La mandataria sostiene que esta decisión unilateral del Gobierno Nacional no solo impacta las finanzas de los territorios, sino que también amenaza la ejecución de programas sociales esenciales, como el Programa de Alimentación Escolar (PAE) y los servicios de salud básicos.
Consecuencias del aumento del impuesto
Las proyecciones indican que el Valle del Cauca podría enfrentar una pérdida cercana a 800.000 millones de pesos, monto que se destinaría a la administración central del país. Esta disminución de ingresos podría resultar en una reducción considerable de recursos destinados a programas que benefician a la población más vulnerable.
Impacto en la educación y la salud
Toro ha enfatizado que la reducción de fondos afectará de manera directa la operatividad del PAE, poniendo en peligro la alimentación de miles de estudiantes. Además, se anticipa que la falta de recursos también impactará en la infraestructura sanitaria, lo cual compromete la atención médica en muchas comunidades.
Acciones legales y defensa de la autonomía regional
Ante esta problemática, un grupo de 17 gobernadores de diferentes departamentos ha decidido unirse para impugnar esta medida. Están preparando una demanda de inconstitucionalidad ante la Corte Constitucional y planean presentar tutelas individuales para proteger los derechos que dependen de estos ingresos fiscales.
Toro ha señalado que la administración departamental se acogerá a la excepcionalidad constitucional, argumentando en defensa de la autonomía fiscal de los territorios. Esto significa que la gobernación podría optar por no aplicar el nuevo impuesto mientras se resuelve la situación legal.
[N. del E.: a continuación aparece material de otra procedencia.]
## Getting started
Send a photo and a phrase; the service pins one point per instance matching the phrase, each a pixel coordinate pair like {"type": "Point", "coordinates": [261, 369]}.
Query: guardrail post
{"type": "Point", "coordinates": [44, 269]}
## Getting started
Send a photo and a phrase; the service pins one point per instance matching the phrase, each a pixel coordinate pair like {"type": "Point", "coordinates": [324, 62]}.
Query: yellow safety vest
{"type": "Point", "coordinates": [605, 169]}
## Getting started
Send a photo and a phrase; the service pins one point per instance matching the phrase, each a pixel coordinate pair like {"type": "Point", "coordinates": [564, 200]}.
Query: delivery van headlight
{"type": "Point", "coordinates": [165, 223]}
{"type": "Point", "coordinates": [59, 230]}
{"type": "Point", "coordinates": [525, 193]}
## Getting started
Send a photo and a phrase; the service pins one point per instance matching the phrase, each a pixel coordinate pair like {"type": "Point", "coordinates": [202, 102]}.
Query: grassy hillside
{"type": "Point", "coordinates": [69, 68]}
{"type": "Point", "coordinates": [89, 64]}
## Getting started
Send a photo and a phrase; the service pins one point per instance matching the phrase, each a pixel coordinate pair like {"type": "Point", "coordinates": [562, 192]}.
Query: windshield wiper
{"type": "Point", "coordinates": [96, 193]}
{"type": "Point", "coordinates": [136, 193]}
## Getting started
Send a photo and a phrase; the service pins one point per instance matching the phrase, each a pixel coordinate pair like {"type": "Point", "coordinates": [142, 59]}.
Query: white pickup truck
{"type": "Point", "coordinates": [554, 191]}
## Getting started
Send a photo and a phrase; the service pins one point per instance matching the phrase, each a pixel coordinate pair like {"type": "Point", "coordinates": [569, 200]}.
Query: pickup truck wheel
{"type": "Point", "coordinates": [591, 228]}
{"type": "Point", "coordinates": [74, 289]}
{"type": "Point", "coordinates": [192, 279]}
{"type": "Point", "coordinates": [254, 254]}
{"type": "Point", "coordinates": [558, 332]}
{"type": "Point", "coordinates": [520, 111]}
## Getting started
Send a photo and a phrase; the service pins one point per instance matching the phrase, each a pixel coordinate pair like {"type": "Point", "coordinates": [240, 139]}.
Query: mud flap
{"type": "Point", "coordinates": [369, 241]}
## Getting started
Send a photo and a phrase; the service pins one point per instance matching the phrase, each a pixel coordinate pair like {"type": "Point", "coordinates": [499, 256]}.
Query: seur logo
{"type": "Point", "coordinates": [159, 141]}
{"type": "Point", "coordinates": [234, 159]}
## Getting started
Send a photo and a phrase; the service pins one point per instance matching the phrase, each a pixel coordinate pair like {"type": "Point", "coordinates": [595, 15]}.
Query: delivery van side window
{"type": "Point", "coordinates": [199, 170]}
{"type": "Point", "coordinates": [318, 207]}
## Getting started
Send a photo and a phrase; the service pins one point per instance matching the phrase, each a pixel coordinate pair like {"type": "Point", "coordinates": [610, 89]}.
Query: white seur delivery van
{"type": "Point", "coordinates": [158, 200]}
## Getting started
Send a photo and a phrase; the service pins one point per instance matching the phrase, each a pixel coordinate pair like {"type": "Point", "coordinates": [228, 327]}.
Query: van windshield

Consecuencias económicas y el aumento del contrabando
Las autoridades advierten que el aumento del impuesto no solo impacta el presupuesto regional, sino que podría dar lugar a un incremento del contrabando y del comercio ilegal. Se estima que el precio de productos como el aguardiente podría aumentar entre un 30% y un 40%, lo que podría llevar a los consumidores a buscar alternativas en el mercado negro.
El resultado de esta situación podría ser devastador para la economía local y para el ya frágil sistema de recaudo fiscal del país, que enfrenta serios desafíos debido a la evasión y el contrabando.
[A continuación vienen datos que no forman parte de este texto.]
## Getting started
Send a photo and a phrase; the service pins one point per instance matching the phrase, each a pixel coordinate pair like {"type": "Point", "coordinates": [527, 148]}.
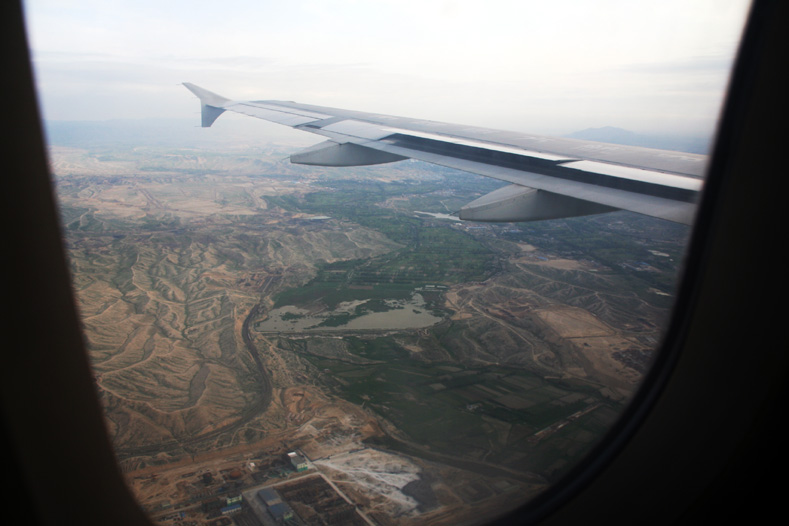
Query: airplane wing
{"type": "Point", "coordinates": [549, 177]}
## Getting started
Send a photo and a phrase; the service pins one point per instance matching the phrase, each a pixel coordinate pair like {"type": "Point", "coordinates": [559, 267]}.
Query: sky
{"type": "Point", "coordinates": [657, 67]}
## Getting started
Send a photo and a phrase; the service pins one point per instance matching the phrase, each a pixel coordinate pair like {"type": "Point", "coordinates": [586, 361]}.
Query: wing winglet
{"type": "Point", "coordinates": [211, 104]}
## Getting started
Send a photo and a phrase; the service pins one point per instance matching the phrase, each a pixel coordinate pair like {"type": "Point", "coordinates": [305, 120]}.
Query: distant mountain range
{"type": "Point", "coordinates": [663, 142]}
{"type": "Point", "coordinates": [180, 132]}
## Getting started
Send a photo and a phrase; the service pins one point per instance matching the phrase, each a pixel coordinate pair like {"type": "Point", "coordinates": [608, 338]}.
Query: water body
{"type": "Point", "coordinates": [402, 314]}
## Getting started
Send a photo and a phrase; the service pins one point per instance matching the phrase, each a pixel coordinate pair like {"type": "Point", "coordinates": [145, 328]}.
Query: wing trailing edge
{"type": "Point", "coordinates": [549, 177]}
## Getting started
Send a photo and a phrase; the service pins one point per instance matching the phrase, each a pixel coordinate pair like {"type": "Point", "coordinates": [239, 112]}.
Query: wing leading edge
{"type": "Point", "coordinates": [549, 177]}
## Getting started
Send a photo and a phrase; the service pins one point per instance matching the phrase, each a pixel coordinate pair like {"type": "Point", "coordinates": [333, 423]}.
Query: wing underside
{"type": "Point", "coordinates": [549, 177]}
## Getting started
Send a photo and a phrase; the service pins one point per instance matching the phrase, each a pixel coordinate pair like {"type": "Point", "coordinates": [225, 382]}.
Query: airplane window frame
{"type": "Point", "coordinates": [45, 439]}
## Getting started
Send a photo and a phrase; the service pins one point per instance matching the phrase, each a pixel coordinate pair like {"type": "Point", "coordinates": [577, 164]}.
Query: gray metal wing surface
{"type": "Point", "coordinates": [549, 177]}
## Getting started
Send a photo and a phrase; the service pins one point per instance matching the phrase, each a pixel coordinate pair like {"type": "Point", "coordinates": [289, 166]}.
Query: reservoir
{"type": "Point", "coordinates": [351, 315]}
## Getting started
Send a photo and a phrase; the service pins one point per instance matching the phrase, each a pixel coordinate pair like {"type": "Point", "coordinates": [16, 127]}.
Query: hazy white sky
{"type": "Point", "coordinates": [535, 66]}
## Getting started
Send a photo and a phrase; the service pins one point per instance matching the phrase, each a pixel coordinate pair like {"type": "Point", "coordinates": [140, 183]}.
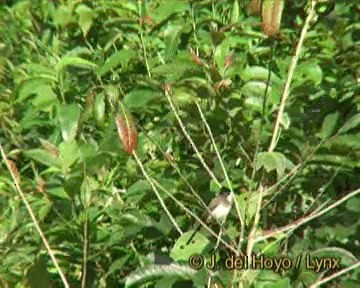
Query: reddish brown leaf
{"type": "Point", "coordinates": [127, 131]}
{"type": "Point", "coordinates": [271, 16]}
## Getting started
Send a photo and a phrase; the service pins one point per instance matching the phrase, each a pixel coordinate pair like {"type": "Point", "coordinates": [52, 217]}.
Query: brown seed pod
{"type": "Point", "coordinates": [271, 16]}
{"type": "Point", "coordinates": [255, 7]}
{"type": "Point", "coordinates": [127, 130]}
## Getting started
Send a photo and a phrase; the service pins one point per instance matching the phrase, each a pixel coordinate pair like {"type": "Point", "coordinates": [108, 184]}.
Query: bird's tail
{"type": "Point", "coordinates": [193, 234]}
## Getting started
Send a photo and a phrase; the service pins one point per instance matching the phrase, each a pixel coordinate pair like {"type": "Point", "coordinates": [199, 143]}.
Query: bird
{"type": "Point", "coordinates": [219, 208]}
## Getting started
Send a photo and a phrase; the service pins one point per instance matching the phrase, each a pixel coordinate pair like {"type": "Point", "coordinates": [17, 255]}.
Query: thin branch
{"type": "Point", "coordinates": [32, 215]}
{"type": "Point", "coordinates": [85, 249]}
{"type": "Point", "coordinates": [190, 139]}
{"type": "Point", "coordinates": [162, 203]}
{"type": "Point", "coordinates": [290, 76]}
{"type": "Point", "coordinates": [182, 206]}
{"type": "Point", "coordinates": [177, 169]}
{"type": "Point", "coordinates": [285, 95]}
{"type": "Point", "coordinates": [297, 223]}
{"type": "Point", "coordinates": [143, 41]}
{"type": "Point", "coordinates": [242, 223]}
{"type": "Point", "coordinates": [334, 275]}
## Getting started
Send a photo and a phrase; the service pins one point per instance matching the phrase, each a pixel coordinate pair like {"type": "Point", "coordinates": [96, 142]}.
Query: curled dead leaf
{"type": "Point", "coordinates": [127, 131]}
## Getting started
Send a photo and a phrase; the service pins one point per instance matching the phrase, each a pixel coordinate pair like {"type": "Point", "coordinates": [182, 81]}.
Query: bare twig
{"type": "Point", "coordinates": [85, 249]}
{"type": "Point", "coordinates": [33, 217]}
{"type": "Point", "coordinates": [296, 224]}
{"type": "Point", "coordinates": [292, 67]}
{"type": "Point", "coordinates": [167, 93]}
{"type": "Point", "coordinates": [182, 206]}
{"type": "Point", "coordinates": [177, 169]}
{"type": "Point", "coordinates": [162, 203]}
{"type": "Point", "coordinates": [242, 223]}
{"type": "Point", "coordinates": [284, 97]}
{"type": "Point", "coordinates": [143, 41]}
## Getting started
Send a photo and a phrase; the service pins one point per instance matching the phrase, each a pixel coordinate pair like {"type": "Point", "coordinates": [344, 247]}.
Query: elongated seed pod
{"type": "Point", "coordinates": [127, 130]}
{"type": "Point", "coordinates": [271, 16]}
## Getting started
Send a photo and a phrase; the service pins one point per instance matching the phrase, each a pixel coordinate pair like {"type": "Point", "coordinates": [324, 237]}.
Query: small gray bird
{"type": "Point", "coordinates": [219, 207]}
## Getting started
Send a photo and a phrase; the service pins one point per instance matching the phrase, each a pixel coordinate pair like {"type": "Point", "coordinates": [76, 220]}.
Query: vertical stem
{"type": "Point", "coordinates": [292, 67]}
{"type": "Point", "coordinates": [35, 221]}
{"type": "Point", "coordinates": [285, 95]}
{"type": "Point", "coordinates": [143, 41]}
{"type": "Point", "coordinates": [162, 203]}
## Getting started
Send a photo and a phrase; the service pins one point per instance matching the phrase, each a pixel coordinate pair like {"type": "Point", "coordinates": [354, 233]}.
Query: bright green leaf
{"type": "Point", "coordinates": [121, 57]}
{"type": "Point", "coordinates": [351, 123]}
{"type": "Point", "coordinates": [68, 117]}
Reunión con el Gobierno Nacional
Con el fin de encontrar una solución, se ha convocado a una reunión entre los gobernadores y el Ministro de Hacienda para el próximo lunes 19 de enero. En este encuentro, se espera que se aborden las inquietudes técnicas y sociales relacionadas con la implementación del decreto.
No obstante, la respuesta del Gobierno Nacional ha sido crítica. El Ministro del Interior, Armando Benedetti, ha calificado la postura de los gobernadores como un “mal ejemplo”, sugiriendo que están desafiando la legalidad al instar a no acatar la nueva ley. Además, el Ministro de Justicia, Andrés Idárraga, ha señalado que se tomarán acciones legales contra aquellos mandatarios que intenten no cumplir con el decreto.